Cela fait 34 ans que ça dure… 34 ans d’enfermement, 34 ans de résistance.
Georges Ibrahim Abdallah est né dans le Nord du Liban en 1951. Il a suivi ses études à l’École Normale et en est sorti diplômé en 1970. Georges a grandi à une époque où la crise structurelle de l’entité libanaise est à son paroxysme. Les ceintures de la misère autour de Beyrouth, les villes et les villages du Sud et les camps de réfugiés aux abords des principales villes incarneront dès lors et pour de longues années les enjeux du mouvement révolutionnaire.
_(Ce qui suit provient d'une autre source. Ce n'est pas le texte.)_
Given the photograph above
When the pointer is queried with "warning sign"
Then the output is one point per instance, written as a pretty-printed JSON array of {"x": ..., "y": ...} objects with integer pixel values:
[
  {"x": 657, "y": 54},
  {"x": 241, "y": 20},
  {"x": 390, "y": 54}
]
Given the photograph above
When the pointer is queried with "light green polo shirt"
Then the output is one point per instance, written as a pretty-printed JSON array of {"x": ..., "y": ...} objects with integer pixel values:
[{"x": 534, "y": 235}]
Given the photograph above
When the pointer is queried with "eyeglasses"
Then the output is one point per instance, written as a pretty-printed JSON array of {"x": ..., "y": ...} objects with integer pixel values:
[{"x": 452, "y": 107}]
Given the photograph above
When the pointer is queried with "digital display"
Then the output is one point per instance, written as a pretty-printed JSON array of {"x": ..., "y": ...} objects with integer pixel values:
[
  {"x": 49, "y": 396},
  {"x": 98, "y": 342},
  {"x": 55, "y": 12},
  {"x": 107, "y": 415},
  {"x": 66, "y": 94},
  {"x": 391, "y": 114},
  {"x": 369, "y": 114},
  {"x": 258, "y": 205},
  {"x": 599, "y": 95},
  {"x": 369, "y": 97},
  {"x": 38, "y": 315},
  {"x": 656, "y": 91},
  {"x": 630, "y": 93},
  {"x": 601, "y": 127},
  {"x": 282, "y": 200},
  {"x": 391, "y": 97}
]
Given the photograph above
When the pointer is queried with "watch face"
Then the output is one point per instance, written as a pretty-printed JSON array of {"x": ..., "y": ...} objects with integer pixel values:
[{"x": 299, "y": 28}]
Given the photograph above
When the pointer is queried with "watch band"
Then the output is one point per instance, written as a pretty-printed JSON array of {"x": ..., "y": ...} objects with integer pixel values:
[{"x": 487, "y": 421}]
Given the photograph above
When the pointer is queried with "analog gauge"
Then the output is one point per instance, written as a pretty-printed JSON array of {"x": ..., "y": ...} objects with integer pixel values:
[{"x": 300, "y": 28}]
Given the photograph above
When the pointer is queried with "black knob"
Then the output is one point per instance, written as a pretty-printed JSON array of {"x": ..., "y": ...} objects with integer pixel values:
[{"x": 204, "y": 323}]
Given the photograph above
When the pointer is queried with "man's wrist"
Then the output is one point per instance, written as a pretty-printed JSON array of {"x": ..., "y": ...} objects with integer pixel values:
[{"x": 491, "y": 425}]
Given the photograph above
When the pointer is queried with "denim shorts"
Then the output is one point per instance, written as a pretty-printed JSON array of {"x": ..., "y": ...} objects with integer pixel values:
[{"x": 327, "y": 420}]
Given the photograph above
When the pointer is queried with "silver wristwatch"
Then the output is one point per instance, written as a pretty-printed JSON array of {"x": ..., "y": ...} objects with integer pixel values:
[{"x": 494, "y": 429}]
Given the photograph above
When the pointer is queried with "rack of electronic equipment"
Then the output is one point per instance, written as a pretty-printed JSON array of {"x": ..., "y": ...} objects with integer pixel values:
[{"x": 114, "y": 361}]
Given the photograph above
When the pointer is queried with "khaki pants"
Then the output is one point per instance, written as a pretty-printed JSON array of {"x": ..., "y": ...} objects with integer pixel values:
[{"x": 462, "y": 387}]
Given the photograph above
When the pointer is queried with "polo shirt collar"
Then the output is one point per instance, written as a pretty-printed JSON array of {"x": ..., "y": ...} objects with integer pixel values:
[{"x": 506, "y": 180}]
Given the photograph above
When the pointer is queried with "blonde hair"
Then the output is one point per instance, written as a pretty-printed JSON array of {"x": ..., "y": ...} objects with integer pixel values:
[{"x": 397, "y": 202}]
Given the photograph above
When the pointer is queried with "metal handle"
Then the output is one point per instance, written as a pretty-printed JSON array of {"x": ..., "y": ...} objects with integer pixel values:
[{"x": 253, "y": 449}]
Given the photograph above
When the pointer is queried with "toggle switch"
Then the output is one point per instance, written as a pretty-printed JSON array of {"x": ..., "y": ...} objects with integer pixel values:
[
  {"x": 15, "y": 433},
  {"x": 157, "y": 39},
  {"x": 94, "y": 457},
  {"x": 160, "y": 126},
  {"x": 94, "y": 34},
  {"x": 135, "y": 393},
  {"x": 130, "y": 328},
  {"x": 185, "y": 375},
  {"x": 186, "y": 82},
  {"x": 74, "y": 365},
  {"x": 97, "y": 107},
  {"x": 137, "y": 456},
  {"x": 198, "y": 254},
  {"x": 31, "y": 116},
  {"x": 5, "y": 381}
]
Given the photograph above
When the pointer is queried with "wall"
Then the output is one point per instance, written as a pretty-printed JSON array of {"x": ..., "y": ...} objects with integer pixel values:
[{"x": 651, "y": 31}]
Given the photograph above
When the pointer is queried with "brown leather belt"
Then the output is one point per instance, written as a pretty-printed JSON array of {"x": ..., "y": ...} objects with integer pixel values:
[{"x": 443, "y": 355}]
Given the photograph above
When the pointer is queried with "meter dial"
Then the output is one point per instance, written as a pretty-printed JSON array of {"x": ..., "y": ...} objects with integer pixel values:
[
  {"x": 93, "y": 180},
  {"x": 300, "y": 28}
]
Cette réalité de lutte, de résistance et de sacrifice qui a court en ces lieux d’extrême précarité a construit la conscience politique de Georges Abdallah et déterminé son engagement révolutionnaire. Il choisit la résistance face aux massacres de masse perpétrés par les bourgeois confessionnalistes de tous bords et leurs alliés israéliens et franco-américains et commence son engagement politique dans les rangs du Parti National Social Syrien, progressiste et pan-arabe, pour rejoindre ensuite la résistance palestinienne, en adhérant au FPLP.
Le 14 mars 1978, l’armée sioniste envahit le Liban pour y détruire les bases des organisations palestiniennes au sud. L’armée sioniste tue 1186 civils libanais, provoque le départ de 285.000 réfugiés, endommage 82 villages et rase complètement six d’entre eux.
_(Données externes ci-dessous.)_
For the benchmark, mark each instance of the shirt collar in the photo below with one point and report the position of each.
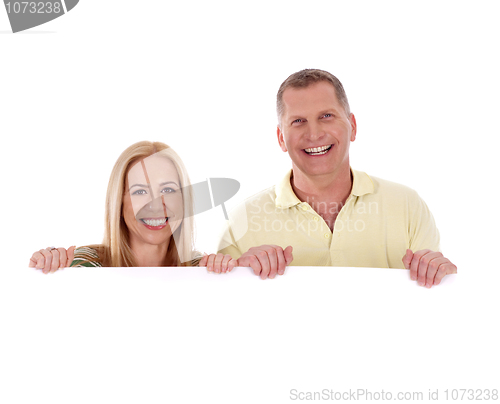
(286, 198)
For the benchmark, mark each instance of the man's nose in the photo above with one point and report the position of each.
(314, 131)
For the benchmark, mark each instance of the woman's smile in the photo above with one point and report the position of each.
(154, 223)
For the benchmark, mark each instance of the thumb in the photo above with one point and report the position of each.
(407, 258)
(203, 261)
(288, 254)
(243, 261)
(71, 255)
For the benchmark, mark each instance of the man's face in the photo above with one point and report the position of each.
(315, 130)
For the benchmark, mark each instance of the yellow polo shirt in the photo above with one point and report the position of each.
(377, 223)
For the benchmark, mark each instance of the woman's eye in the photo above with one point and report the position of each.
(140, 192)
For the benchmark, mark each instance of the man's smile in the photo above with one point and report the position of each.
(318, 151)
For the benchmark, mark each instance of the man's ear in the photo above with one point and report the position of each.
(281, 140)
(354, 127)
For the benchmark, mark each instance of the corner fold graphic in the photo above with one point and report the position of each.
(24, 15)
(70, 4)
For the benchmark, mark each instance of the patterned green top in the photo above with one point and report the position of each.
(86, 257)
(89, 257)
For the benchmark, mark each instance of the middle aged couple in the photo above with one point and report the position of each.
(323, 212)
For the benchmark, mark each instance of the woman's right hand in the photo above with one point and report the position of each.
(218, 263)
(51, 259)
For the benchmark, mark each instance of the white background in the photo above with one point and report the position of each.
(421, 78)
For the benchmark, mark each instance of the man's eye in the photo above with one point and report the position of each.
(140, 192)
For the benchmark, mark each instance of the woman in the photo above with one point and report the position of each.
(148, 218)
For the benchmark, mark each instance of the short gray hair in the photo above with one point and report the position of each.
(305, 78)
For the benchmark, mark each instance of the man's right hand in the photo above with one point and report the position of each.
(51, 259)
(267, 260)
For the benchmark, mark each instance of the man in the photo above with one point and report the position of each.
(328, 213)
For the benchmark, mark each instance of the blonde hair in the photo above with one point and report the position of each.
(117, 251)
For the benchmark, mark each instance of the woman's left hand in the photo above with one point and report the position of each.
(218, 263)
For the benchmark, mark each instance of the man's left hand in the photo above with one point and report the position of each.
(428, 267)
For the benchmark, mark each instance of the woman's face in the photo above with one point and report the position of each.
(152, 201)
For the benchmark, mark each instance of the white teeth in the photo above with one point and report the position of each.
(318, 150)
(154, 222)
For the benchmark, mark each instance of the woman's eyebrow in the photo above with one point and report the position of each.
(138, 185)
(145, 186)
Georges Abdallah combat dans les rangs du FPLP cette invasion et sera blessé à cette occasion.
Après des mois d’agressions en tous genres (bombardements aériens et navals, raids héliportés, attaques menées par l’intermédiaire de supplétifs mercenaires comme l’Armée du Sud Liban), l’armée israélienne envahit le Liban le 6 juin 1982 elle y a perdu 670 soldats.
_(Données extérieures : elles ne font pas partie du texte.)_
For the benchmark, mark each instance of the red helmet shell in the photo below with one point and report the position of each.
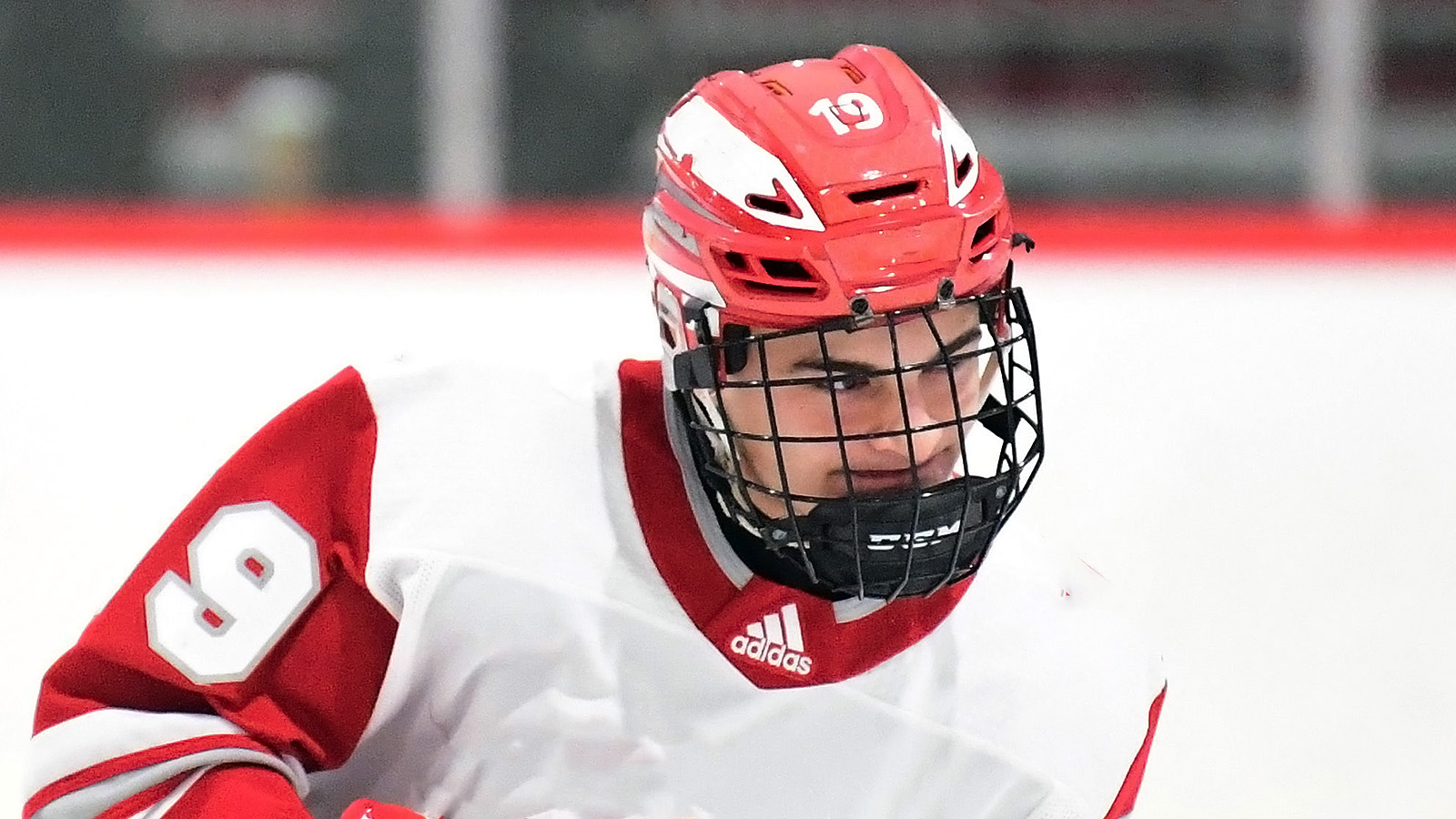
(788, 193)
18.000 combattants arabes sont morts durant cette guerre (soldats syriens, combattants de la gauche libanaise et des organisations palestiniennes). Des centaines de militants arabes capturés et « disparus » dans les camps d’Ansar et de Khiam. Le bilan final de l’opération ’Paix pour la Galilée’ est éloquent : 25.000 morts, 45.000 blessés, Beyrouth dévastée par des semaines de siège et de bombardements.
Les 16 et 17 septembre, c’est le massacre de Sabra et Chatila. L’armée israélienne, qui a encerclé ces deux camps de réfugiés palestiniens de Beyrouth Ouest sans défense, laisse entrer les tueurs des milices fascistes chrétiennes et observent le massacre. Entre 1000 et 5000 civils désarmés sont froidement assassinés. Cette invasion fut perpétrée avec la complicité générale des puissances occidentales.
En réaction, des combattants libanais et arabes allèrent porter la guerre contre le sionisme et l’impérialisme dans le monde. Ce fut le cas des Fraction Armées Révolutionnaires Libanaises (FARL) qui entrèrent en action en Europe. Exécution de Yacov Barsimantov, le secrétaire en second à l’ambassade israélienne en France et, surtout, responsable du Mossad en France (abattu par une jeune femme le 3 avril 1982).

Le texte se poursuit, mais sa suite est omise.